Von Kristy HuszRSS-Newsfeed neuer Artikel von Kristy Husz

Besprochene Bücher / Literaturhinweise

„Ich zog in den Wald, weil ich den Wunsch hatte, mit Überlegung zu leben, dem eigentlichen, wirklichen Leben näherzutreten, zu sehen, ob ich nicht lernen konnte, was es zu lehren hatte, damit ich nicht, wenn es zum Sterben ginge, einsehen müßte, daß ich nicht gelebt hatte.“ Dies sind die viel zitierten Worte Henry David Thoreaus – man denke nur an den Film „Der Club der toten Dichter“, in welchem sie bei jeder Sitzungseröffnung des Clubs feierlich beschworen werden –, die Gyrðir Elíasson dem zweiten Kapitel seines jüngsten Buches nicht zufällig voranstellt. Ein Mann bezieht eine Blockhütte unter Bäumen, um ein genügsames, unabhängiges Leben zu führen, um über Natur und Gesellschaft zu meditieren, um das Erfahrene zu einem Kunstwerk zu verarbeiten: Das Grundgerüst von Thoreaus „Walden oder Leben in den Wäldern“ schimmert sachte durch Elíassons „Am Sandfluss“, mag auch amerikanischer Idealismus isländischer Schwermut, die Blockhütte zwei Wohnwagen gewichen sein.

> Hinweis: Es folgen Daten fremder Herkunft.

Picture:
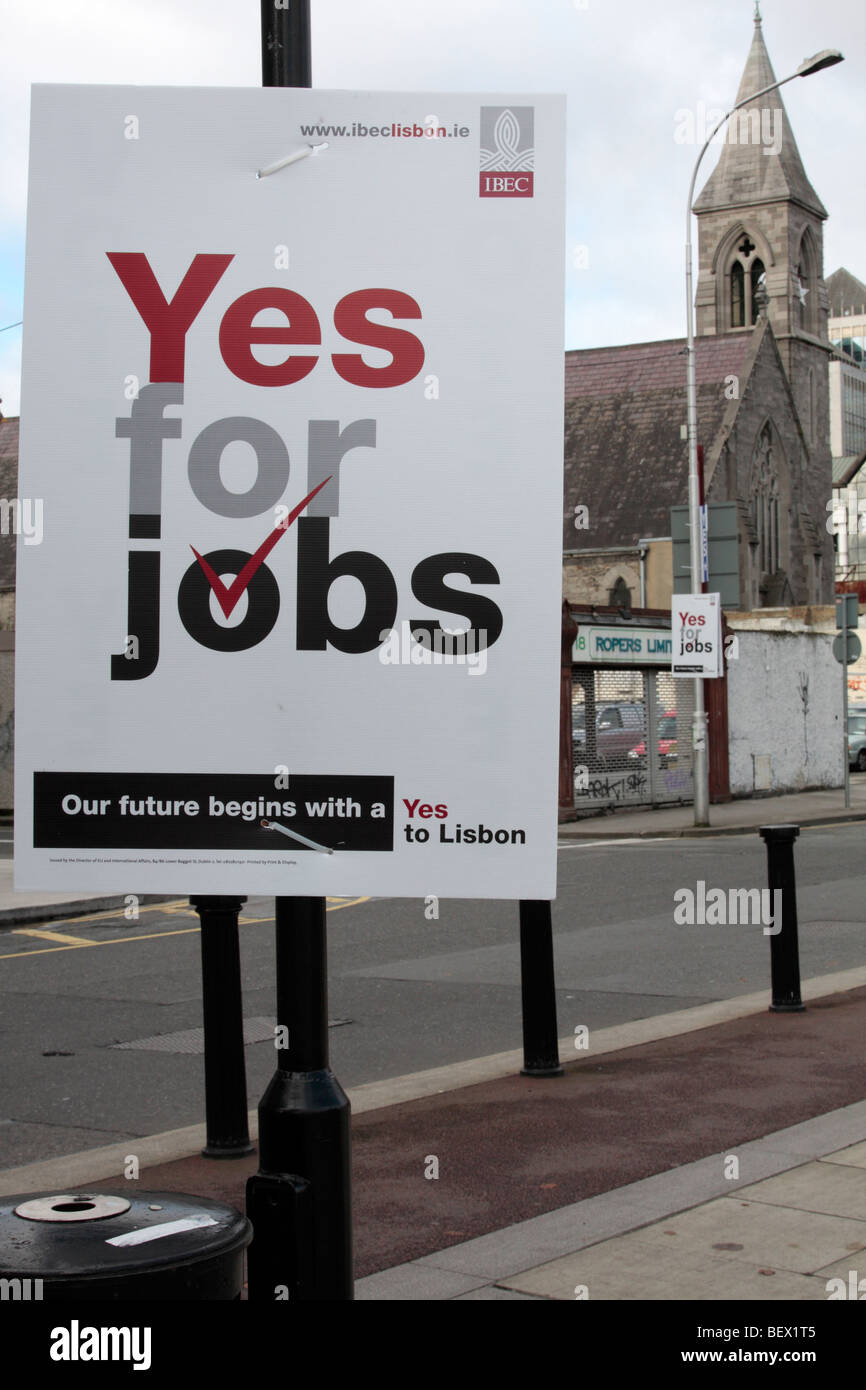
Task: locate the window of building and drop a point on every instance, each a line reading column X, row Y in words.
column 737, row 295
column 620, row 594
column 758, row 280
column 763, row 502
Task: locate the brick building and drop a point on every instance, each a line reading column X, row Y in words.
column 762, row 367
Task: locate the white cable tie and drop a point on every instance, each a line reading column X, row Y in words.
column 293, row 834
column 291, row 159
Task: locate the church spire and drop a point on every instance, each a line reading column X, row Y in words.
column 759, row 160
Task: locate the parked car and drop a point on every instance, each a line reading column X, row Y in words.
column 666, row 733
column 619, row 726
column 856, row 741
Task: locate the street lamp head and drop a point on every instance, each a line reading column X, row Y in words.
column 826, row 59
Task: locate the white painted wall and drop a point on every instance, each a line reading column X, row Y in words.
column 784, row 710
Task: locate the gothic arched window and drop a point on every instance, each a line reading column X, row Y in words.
column 763, row 501
column 737, row 295
column 804, row 287
column 758, row 278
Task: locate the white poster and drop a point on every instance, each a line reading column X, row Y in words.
column 293, row 406
column 695, row 627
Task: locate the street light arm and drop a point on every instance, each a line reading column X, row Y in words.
column 747, row 100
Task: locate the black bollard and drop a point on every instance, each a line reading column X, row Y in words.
column 300, row 1198
column 538, row 991
column 784, row 952
column 228, row 1132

„Seit Beginn des Frühjahrs bin ich nicht mehr in der Stadt gewesen, und ich vermisse sie auch nicht. Die Stadt war noch nie mein Ort, und ich habe dort auch nie sonderlich gut malen können“, bekennt ein namenloser Ich-Erzähler, der sich in zwei Caravans am Rande eines Campingplatzes im Südwesten Islands niedergelassen hat – den einen benutzt er zum Schlafen, Kochen, Wohnen, im anderen befindet sich sein Atelier. Viel erlebt er hier nicht; er bricht hin und wieder zu Naturwanderungen auf, studiert die Gletscher, „die da am Horizont thronen wie Sahneeis auf der Festtagstafel des Schöpfers“, versucht sich an Baumgemälden, notiert seine Träume, liest Schriften Marc Chagalls und Vincent van Goghs, sinnt über die Einsamkeit und seine „selbstauferlegte Verbannung“ nach oder geht fischen. Nennenswerte Vorfälle gibt es in den zweiundzwanzig atmosphärisch dichten Prosaskizzen kaum: Einmal brennt es, ein andermal bebt schwach die Erde, die Stippvisite des fremd gewordenen Sohnes – vom Vater „getrennt durch mehr als nur das schmale Tischchen hier in diesem Wohnwagen“ – sorgt kurz für Unbehagen. Aufregender ist für den Maler die Beobachtung einer mysteriösen Unbekannten, wie sie mal einen roten Regenmantel trägt, mal in olivgrüner Kleidung mit der Umgebung verschmilzt, mal nackt durch den Fluss schwimmt.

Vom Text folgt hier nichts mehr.